Businesses are constantly seeking ways to give their customers the best experience possible when it comes to their customer service. However, customer service benefits greatly from artificial intelligence. As a result, the industry is continuously being introduced to new technologies like chatbots, conversational AI, and machine learning.
However, what exactly are a Chatbot and Conversational AI? To what extent do these two diverge from one another? This blog post will dig into the topic.
To grasp the concept of a chatbot fully, some background on “Bots” is necessary. A bot is a piece of software programmed to carry out a certain activity, such as making an appointment or sending a notification. Bots are useful because they can complete these activities considerably more quickly than a human can. On social networking sites, search engines, streaming platforms, news aggregators, and discussion boards like Reddit, you can find many automated programs known as bots.
The term “chatbot” refers to a class of software programs that use predefined rules to simulate natural human conversation. They are simple to construct since their one function demands a predetermined structure and movement. These systems will strike up a conversation with you, during which they’ll introduce themselves, pose some questions, wait for your responses, and then offer an answer.
This also implies that a chatbot can only respond to a question or directive that has already been defined. This means that its responses are fixed ahead of time and that the dialogue can only go in so many directions. A chatbot can be used in place of or in addition to a traditional FAQ, order questions, or even regular customer service hours.
The term “conversational AI” is used to describe technologies that can understand human speech and text and reply appropriately. This technology is used to simulate human interaction with customers in the service industry. A bot in a messaging app or a voice assistant on a smartphone can facilitate the conversation.
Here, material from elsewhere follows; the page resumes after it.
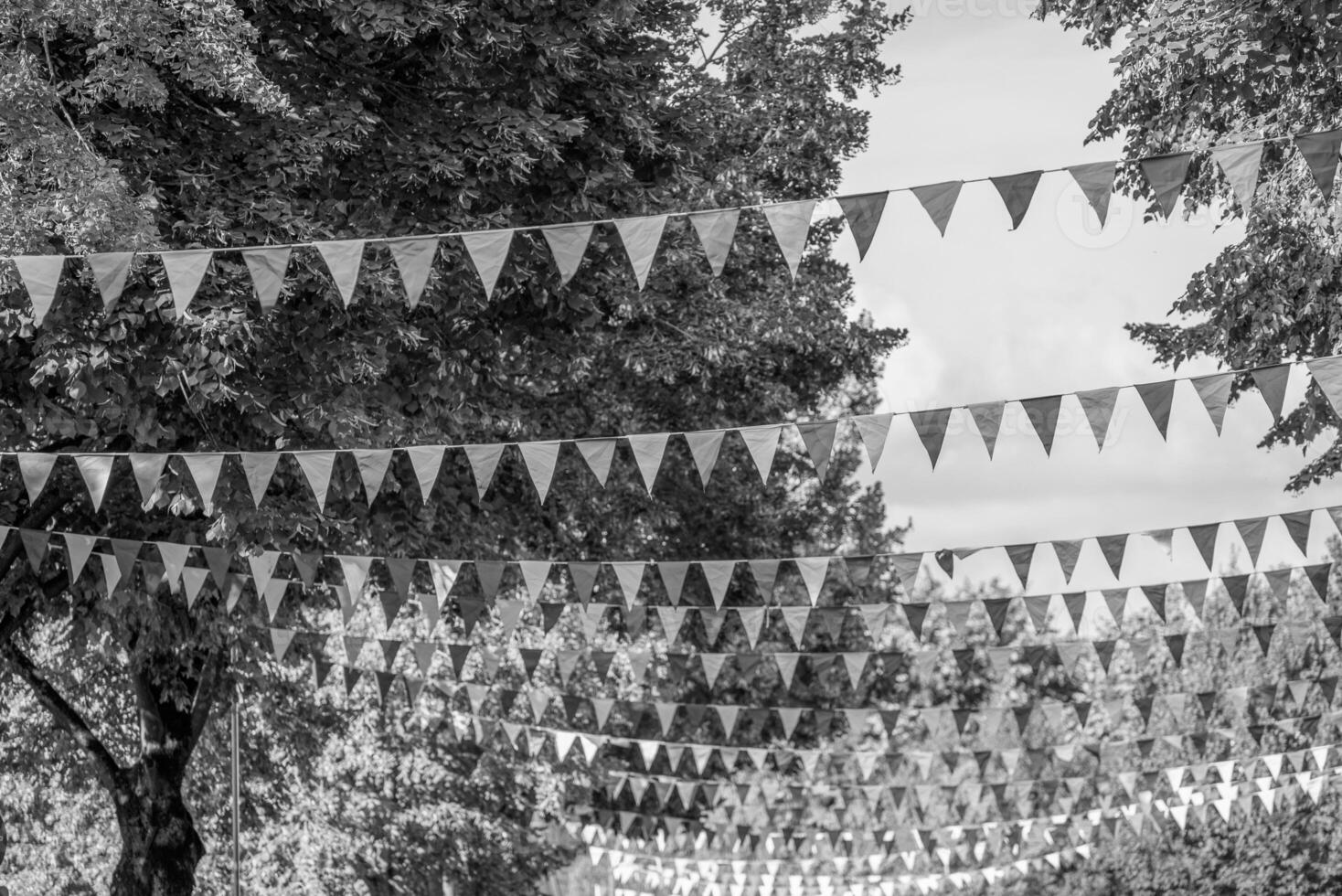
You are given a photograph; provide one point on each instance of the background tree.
(146, 125)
The application of conversational AI allows deep learning algorithms to interpret human language better and determine user intent from a huge quantity of training data.
It is a more general word for AI-powered communication tools like chatbots and virtual assistants (e.g., Siri or Amazon Alexa).
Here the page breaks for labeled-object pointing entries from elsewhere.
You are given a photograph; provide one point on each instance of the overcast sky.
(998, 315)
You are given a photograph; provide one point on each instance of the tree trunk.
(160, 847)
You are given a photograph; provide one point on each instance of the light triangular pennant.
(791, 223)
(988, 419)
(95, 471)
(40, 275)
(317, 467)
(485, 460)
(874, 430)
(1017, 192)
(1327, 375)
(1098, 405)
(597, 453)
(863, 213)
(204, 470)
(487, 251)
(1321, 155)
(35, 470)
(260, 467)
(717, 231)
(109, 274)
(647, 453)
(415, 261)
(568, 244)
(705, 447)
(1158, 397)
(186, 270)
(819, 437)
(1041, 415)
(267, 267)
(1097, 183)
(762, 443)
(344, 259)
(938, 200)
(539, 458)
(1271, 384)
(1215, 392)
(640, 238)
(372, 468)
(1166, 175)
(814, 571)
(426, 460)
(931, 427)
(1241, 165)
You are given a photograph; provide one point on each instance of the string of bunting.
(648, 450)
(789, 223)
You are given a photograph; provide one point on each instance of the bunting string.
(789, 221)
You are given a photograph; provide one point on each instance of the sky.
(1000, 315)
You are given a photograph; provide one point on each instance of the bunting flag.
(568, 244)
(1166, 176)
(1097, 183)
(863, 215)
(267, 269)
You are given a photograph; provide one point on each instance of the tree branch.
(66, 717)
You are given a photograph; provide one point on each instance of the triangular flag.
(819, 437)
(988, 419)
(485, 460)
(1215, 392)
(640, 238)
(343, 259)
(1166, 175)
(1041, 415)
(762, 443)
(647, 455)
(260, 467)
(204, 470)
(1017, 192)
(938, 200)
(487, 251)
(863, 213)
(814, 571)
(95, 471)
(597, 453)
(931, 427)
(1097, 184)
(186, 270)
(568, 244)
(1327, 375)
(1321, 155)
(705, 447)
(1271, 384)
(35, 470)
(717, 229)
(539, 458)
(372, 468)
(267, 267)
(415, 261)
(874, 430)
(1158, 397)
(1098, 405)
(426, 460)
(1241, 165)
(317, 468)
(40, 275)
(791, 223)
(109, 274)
The goal of conversational AI systems is to detect speech and text inputs, simulate human interactions, and improve conversational flow using a combination of data, ML, and NLP.
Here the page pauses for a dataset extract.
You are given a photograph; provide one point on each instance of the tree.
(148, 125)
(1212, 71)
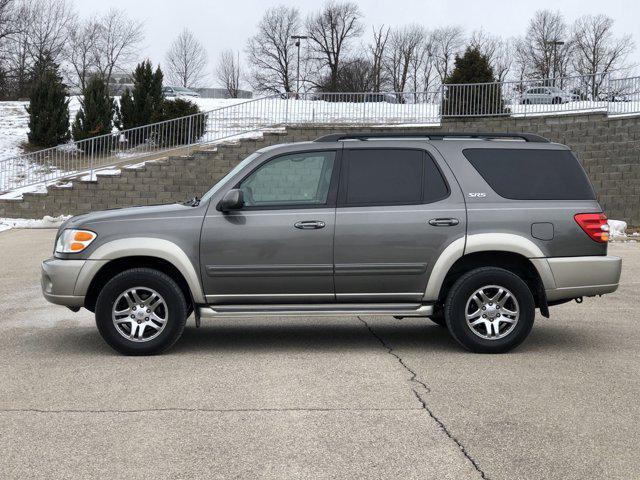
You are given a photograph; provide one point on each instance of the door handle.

Voice assistants (Siri, Cortana, Google Home), smart speakers (Amazon Alexa, Google Home), a conversational voice layer on a website, and even virtual call center agents are all examples of how conversational AI may be put to use. In light of this medium diversity, businesses may deploy a single conversational AI solution across all of their digital channels, with data flowing to a central analytics data hub
Depending on the nature of your business, you must decide whether to use a chatbot or a conversational AI platform. There is hope for the development of intelligent conversational assistants in the near future. Investment in conversational AI platforms is continuing, and the technology is improving.